A challenge to the notion that military personnel do not deserve to be as much a part of the UU community as anyone else. A need to reach out to those in the military who would be UUs.
Rachel Stevens

Rachel Stevenson, a young member of UUCMC and now a student at Towson University in Maryland, spoke of her perceived need for young members of the armed forces to have contact with a religious body while away from their homes.

Continuing an activity that she was involved in while at UUCMC, organizing worship by and for young members, Rachel is now active in the Church of the Younger Fellowship, a part of the Church of the Larger Fellowship in Baltimore. She founded a group there that is cooperating with other youth groups, e.g. Reform Jews, to reach out and give support to the great number of enlisted men and women in that area.

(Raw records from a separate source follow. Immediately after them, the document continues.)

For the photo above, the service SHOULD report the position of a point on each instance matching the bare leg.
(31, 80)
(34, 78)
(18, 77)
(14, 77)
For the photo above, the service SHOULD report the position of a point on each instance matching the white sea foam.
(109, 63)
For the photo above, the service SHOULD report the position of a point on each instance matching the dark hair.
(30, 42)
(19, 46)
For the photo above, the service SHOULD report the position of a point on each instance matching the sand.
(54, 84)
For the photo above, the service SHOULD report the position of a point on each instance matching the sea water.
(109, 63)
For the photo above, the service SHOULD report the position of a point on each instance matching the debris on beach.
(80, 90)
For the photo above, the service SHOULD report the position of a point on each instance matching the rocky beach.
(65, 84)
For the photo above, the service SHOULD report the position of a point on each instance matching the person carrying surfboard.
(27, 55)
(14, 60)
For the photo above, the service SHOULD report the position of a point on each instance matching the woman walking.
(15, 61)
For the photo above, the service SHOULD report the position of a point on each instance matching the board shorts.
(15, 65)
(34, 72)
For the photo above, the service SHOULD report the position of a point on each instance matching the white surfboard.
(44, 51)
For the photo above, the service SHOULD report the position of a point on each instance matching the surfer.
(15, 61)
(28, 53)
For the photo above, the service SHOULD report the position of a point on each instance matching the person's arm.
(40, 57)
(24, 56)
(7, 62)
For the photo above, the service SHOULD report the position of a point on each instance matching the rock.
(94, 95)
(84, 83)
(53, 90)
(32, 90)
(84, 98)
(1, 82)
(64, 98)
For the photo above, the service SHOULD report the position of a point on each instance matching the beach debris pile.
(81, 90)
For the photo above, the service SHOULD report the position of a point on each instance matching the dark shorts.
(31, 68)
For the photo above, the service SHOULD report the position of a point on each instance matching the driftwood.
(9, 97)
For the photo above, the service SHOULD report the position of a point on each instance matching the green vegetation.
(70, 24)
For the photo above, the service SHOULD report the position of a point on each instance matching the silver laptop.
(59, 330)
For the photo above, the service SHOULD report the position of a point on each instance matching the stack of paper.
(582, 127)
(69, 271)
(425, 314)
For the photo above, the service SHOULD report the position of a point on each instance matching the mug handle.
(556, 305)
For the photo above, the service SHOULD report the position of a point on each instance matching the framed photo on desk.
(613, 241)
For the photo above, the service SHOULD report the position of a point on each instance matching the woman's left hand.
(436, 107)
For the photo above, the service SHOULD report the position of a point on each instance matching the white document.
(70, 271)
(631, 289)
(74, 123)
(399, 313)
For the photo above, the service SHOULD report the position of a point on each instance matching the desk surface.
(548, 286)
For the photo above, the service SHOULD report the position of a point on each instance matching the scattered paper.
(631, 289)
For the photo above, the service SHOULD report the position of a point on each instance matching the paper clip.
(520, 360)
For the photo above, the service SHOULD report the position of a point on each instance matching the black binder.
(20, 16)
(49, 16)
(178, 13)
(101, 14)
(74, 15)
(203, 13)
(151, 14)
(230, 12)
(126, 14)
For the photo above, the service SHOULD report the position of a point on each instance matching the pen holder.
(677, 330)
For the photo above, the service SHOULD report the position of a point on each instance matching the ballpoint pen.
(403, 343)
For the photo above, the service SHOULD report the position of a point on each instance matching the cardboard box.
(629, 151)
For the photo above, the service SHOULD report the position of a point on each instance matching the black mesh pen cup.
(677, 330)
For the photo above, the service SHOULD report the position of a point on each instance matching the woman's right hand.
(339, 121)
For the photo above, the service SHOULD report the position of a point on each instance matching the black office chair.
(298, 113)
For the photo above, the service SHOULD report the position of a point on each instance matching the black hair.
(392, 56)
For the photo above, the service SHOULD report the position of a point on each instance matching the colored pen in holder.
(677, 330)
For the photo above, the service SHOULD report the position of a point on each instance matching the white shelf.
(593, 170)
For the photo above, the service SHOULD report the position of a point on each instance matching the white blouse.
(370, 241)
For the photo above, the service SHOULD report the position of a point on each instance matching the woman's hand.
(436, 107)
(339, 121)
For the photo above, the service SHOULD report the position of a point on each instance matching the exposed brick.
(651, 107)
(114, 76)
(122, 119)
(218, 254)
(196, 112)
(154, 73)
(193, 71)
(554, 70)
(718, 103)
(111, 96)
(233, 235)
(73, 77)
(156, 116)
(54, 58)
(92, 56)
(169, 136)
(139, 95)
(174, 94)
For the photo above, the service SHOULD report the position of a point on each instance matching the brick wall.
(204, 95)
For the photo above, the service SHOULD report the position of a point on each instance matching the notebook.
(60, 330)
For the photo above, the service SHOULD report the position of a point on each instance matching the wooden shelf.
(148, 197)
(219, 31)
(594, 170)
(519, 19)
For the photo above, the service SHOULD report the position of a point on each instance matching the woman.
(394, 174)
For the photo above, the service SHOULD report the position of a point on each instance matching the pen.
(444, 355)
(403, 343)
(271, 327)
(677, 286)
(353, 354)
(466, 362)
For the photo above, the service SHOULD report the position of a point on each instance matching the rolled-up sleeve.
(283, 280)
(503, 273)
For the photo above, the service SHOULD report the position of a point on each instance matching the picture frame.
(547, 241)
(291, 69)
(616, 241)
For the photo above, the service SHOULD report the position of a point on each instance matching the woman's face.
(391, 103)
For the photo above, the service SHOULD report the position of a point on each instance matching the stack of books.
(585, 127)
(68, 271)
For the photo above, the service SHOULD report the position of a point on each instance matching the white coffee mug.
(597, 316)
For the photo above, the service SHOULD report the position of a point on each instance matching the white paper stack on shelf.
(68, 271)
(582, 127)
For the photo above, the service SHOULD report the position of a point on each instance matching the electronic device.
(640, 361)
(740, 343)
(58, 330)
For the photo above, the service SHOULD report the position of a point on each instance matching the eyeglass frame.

In her talk, Rachel noted that whereas mainline Protestants, Catholics, and Jews can generally avail themselves of chaplains of their own faith, or at least one acquainted with their faith, a UU or UU-minded soldier or sailor typically finds no such comfort. There are few UU military chaplains. Contacts with military personnel, brought about as part of her self styled ministry, has shown a need, on the part of a number of them, for the kind of message that Unitarian Universalism has to offer. The idea of reaching out to military personnel, especially those serving in combat zones, may seem like a stretch considering the history of UU peace activism over the past decades but she pleaded with the audience to think otherwise.

"They are not a bunch of baby killers," she said. Rachel suggested that UUCMC, because of its proximity, is ideally suited to reaching out to enlisted young people at both Fort Monmouth and Earle Naval Station to welcome them into our congregation, and also that we keep our personal political and public opposition to war and conflict out of our services so that our support for the troops is demonstrated even though our views on their military and naval activities may not coincide with theirs.

Rachel Stevens
In the dialog portion of the program, UUCMC's Reverend Virginia Jarocha-Ernst spoke about the conflicts UU ministers feel in serving as chaplains in the services, but also noted that more and more of them are now serving in that capacity.